- Fusion power has the potential to provide unlimited clean energy.
- So what’s taking so long?
The Solution to Our Energy Problems?
Fusion energy is an energy source that sounds almost too good to be true: unlimited energy that could be powered by the likes of seawater, with no expense to the environment. Maybe that’s why it’s been in development since the Cold War, and still looks a long way off.
So what is nuclear fusion? Essentially, it is the process that happens at the core of stars like our Sun. In fusion, two hydrogen isotopes are fused together, creating helium and a whole lot of energy.
But unlike other sources of energy, it has few real drawbacks. The only waste from successful fusion is helium, the second most abundant element in the Universe. You’d only need something with plenty of hydrogen (like water) for fuel. It’s not a barely-contained bomb, so a plant failure wouldn’t lead to a meltdown.
So why don’t we have fusion power plants yet? We’ll, we haven’t made fusion that completely works yet.
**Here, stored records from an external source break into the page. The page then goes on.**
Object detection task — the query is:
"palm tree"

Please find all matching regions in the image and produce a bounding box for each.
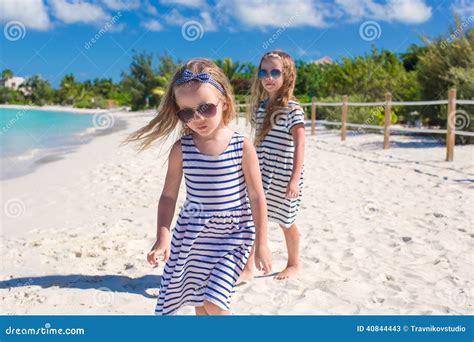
[59,74,79,104]
[2,68,13,80]
[152,53,178,98]
[151,74,170,98]
[93,78,114,97]
[20,75,53,105]
[215,58,245,80]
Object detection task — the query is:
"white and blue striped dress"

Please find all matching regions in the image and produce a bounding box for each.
[254,99,305,228]
[154,131,255,315]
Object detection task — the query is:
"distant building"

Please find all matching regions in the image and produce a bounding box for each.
[312,56,335,65]
[0,76,25,90]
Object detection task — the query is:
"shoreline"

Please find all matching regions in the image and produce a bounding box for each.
[0,107,134,180]
[0,104,128,114]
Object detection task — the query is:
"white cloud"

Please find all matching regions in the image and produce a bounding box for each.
[200,11,217,31]
[0,0,51,30]
[102,0,140,10]
[451,0,474,17]
[335,0,431,24]
[334,0,385,22]
[159,0,206,8]
[0,0,434,33]
[49,0,108,25]
[135,0,433,32]
[105,17,126,32]
[141,19,163,31]
[164,8,216,31]
[163,8,187,25]
[216,0,329,29]
[144,0,159,15]
[387,0,432,24]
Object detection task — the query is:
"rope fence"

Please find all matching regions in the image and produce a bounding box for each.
[236,88,473,161]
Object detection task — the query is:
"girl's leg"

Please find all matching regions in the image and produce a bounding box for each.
[275,223,300,280]
[203,300,230,315]
[237,244,255,284]
[195,306,208,315]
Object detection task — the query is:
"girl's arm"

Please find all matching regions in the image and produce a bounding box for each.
[242,137,272,273]
[290,124,305,181]
[147,140,183,266]
[286,111,305,199]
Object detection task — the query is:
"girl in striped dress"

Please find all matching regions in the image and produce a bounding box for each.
[241,50,305,281]
[125,59,272,315]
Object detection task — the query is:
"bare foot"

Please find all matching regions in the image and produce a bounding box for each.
[236,269,254,285]
[275,264,299,280]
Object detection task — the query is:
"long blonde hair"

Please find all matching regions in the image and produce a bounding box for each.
[247,50,297,146]
[124,58,236,151]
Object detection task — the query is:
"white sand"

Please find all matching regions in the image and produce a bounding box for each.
[1,110,472,315]
[0,104,126,114]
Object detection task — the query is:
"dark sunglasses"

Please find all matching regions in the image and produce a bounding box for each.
[257,68,282,79]
[176,101,219,123]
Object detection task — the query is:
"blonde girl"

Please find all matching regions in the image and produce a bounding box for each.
[241,50,305,281]
[126,58,272,315]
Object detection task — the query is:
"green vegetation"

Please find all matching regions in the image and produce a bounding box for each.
[1,16,472,133]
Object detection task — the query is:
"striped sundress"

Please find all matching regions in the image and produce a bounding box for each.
[254,99,305,228]
[154,131,255,315]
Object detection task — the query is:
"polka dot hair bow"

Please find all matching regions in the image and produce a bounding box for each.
[175,69,225,94]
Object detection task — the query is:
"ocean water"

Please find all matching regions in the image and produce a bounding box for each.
[0,108,100,180]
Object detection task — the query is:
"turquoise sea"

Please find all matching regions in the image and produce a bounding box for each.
[0,108,99,180]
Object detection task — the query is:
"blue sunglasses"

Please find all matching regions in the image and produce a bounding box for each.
[257,68,282,79]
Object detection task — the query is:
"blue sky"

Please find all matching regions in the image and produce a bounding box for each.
[0,0,472,87]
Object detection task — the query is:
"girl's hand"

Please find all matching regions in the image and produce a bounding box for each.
[255,243,272,274]
[286,177,300,199]
[147,238,170,266]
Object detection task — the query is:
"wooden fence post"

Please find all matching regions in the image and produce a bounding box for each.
[311,96,316,135]
[341,95,348,141]
[245,105,253,127]
[383,92,392,149]
[446,88,456,161]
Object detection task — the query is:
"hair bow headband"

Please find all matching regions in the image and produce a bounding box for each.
[175,69,225,94]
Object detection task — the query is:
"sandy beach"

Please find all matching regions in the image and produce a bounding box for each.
[0,104,122,114]
[1,108,472,315]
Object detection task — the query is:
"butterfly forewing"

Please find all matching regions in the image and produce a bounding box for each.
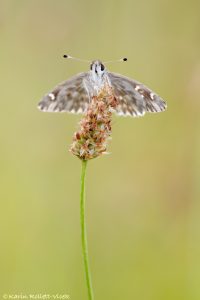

The fusion experiments we have now, in any form, draw in more energy than they give off, making them commercially nonviable.
Even if we’ve been working on this since the 50s, we still have no definite date on when we will have viable fusion. All the resources we’ve put into fusion only lead to more obstacles and question. But when the goal is unlimited, clean, and safe energy, isn’t that worth the effort?